While Principal Smith took home her school’s award, she credits her 85-person staff for the strides that Franklin has made in recent years. For more than a decade, the Champaign Unit 4 school district was under a federal consent decree because of concerns that its African American students were over-represented in special education and under-represented in gifted programs. In 2009, a federal judge ruled the district had successfully fulfilled the terms of the decree.

Key to Franklin Middle School’s turnaround has been collaboration among its teachers, Smith said. For example, every month, each faculty team—say, all the 7th grade math teachers—join Smith to walk the halls, observe other teachers in action, and talk about what they see. These drop-ins are not meant to evaluate the educators being watched, but rather to give the other teachers some ideas for their own practice. When Smith first built this time into each faculty team’s schedule, the teachers were amazed by what they could learn from colleagues just down the hall.

“They’d never walked out of their classrooms,” she said. “How could they? They were always teaching.”

While these observations last just a few minutes, when it comes time to evaluate her teachers, Smith spends entire class periods in each classroom. Her district requires tenured teachers to be observed for 40 minutes twice year; teachers who have not received tenure get evaluated four times a year.

“You can spend a lot of time evaluating, which is why it’s critical that your [assistant principals and deans] are instructional leaders” who can share in the workload, Smith said.

Smith is also fanatical about analyzing student achievement data, and she and her teachers use it constantly to guide instruction and make tweaks. Almost everywhere she goes, she carries reports documenting her students’ performance on standardized tests and other assessments.

Compared to five years ago, the trend lines are up and gaps in achievement among types of students have narrowed. Discipline problems are way down.

That’s not to say that Franklin doesn’t have areas to work on. Under No Child Left Behind’s accountability system, last year the school missed its growth targets—known as “Adequate Yearly Progress,” or AYP—in math and reading for students with disabilities and, for low-income students, in reading. As a result, the school is labeled as failing for not making AYP across the board, a seemingly unfair brand when you meet Smith and see what gains her school has made in every subgroup of students, in both reading and math.

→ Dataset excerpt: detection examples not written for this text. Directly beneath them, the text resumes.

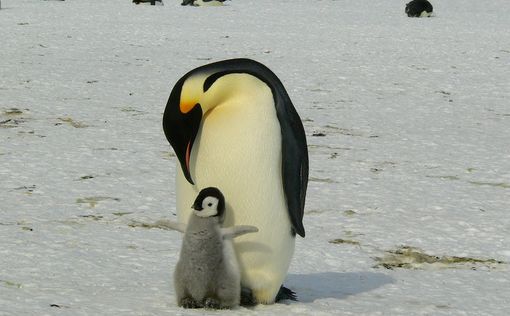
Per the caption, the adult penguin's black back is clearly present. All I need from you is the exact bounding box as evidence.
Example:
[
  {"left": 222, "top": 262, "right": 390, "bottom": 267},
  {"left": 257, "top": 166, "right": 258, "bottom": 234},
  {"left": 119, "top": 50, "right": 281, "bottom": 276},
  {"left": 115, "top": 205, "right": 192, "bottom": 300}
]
[{"left": 163, "top": 59, "right": 308, "bottom": 303}]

In San Francisco, at a roundtable with Department of Education officials, Smith and other principals said they found it very appealing to hear that the Obama administration has proposed a fair accountability system, which acknowledges that there’s a big difference between a school with a couple of issues to improve on and one that persistently underserves large groups of students year after year.

Smith says her school’s improvement has been due in part to personalization of its program—again, using data and other information to tailor instruction to students’ needs.

“I think we’ve been able to not just gain a personal relationship with our students, but have some personal, real conversations with one another as educators [and] do a lot of personal reflection about what it is we’ve come to do,” she said. “We’ve overcome a lot of barriers…that really keep you from getting to the heart of the matter, which is kids.”

Just as it would be easy to “be deficit” about Franklin Middle School, it would have been easy years ago to discount Angela Smith. The daughter of a young African American mother in inner-city Chicago, Smith would have been classified as economically disadvantaged in the same way that so many of her nearly 600 students are today.

“That could have been me,” she said, reflecting on the youth she works with now. “I could have been one of those kids you pegged as not having a lot.”

Angela Smith and Franklin Middle School have overcome their deficits and have broken through.